EUROPEANA is a cross-domain portal providing access to Europe's cultural and scientific heritage through digital objects. Currently 1500 institutions in 33 countries have made available over 20 million objects (texts, sound recordings, images, and 3 objects). Access is either open or licensed.
BHL-E is one of 41 consortia contributing thematic aggregated content to EUROPEANA. Over 90, 000 items from BHL-E are currently accessible from EUROPEANA.
Biodiversity Library Exhibition (BLE)
In 2010, Biodiversity Library Exhibition (BLE) was developed and launched as a platform for creating independent, thematic virtual exhibitions of digital content within the BHL family. Operating as a popular and indirect means of introducing the general public to historic biodiversity literature, BLE currently contains two exhibitions, with others in development.
Check out the two active BLE exhibitions, "Spices" and "Expeditions", developed by staff at the Narodni muzeum, Prague.
RBGE and BHL-Europe
Notes from the Royal Botanic Garden Edinburgh
The journal Notes from the Royal Botanic Garden Edinburgh, published by HMSO for RBGE from 1900-1990, forms the core of the content RBGE has submitted to BHL-Europe. Notes RBGE was isued in 46 volumes, and when it ceased over 1000 papers had been published in it over ninety years.
Papers published in Notes RBGE cover the full range of plant sciences research conducted at RBGE in the twentieth century. The following selected list of subjects covered gives the reader an idea of the diversity and continuity of the research undertaken at RBGE:
Zingiberaceae, Ericaceae and Gesneriaceae. Three plant families that have been researched extensively at RBGE.
Floras of Arabia, Turkey, Bhutan, Yunnan and southern Africa. Global areas that RBGE has a long standing interest in, and collaboration with.
British macro and micro fungi. Particularly Boletales and Uredinales
Nomenclature of plants introduced from China by major plant collectors like Leveille and Forrest.

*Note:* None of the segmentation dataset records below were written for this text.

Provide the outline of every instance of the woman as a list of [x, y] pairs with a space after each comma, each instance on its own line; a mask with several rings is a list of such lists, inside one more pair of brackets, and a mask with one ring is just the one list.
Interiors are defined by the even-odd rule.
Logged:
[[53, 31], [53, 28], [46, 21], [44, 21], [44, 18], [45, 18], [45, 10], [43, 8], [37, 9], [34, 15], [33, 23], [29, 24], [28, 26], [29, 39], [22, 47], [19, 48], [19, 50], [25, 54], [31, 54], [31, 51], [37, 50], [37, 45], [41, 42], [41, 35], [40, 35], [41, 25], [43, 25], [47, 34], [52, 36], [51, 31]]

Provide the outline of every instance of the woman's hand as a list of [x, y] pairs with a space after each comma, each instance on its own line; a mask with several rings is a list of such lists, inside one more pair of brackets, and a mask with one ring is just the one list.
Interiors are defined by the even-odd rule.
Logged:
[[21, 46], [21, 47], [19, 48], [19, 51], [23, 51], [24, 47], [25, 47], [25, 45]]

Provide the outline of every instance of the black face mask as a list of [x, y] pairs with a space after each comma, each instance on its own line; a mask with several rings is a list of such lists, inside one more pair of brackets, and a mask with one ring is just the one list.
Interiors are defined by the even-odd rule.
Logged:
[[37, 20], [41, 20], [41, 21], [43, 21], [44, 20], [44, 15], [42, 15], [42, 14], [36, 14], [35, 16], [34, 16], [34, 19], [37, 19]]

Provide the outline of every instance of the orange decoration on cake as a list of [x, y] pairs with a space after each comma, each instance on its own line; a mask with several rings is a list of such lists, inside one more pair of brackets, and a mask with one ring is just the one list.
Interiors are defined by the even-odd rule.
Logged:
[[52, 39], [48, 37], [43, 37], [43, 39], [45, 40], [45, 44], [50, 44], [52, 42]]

South American plant ecology
History of RBGE from 1670 to 1900.
You can read the digital version on Europeana already, although technical difficulties mean that it is not as searchable currently as it will be.
Flora of Bhutan
On a commission from the Royal Government of Bhutan, RBGE staff and experts in partner institutions, began working on this flora in 1975. Work was completed over thirty years later, with the publication of the final volume of the flora in 2002. This final volume, dealing with the Orchidaceae, has not been made available in BHL-E, due to third party copyright reasons. However, the eight earlier volumes are being made available to all who can access the Internet, at no cost: and with freedom to download and re-use content under license.
You can read the digital version on Europeana already, although technical difficulties mean that it is not as searchable currently as it will be.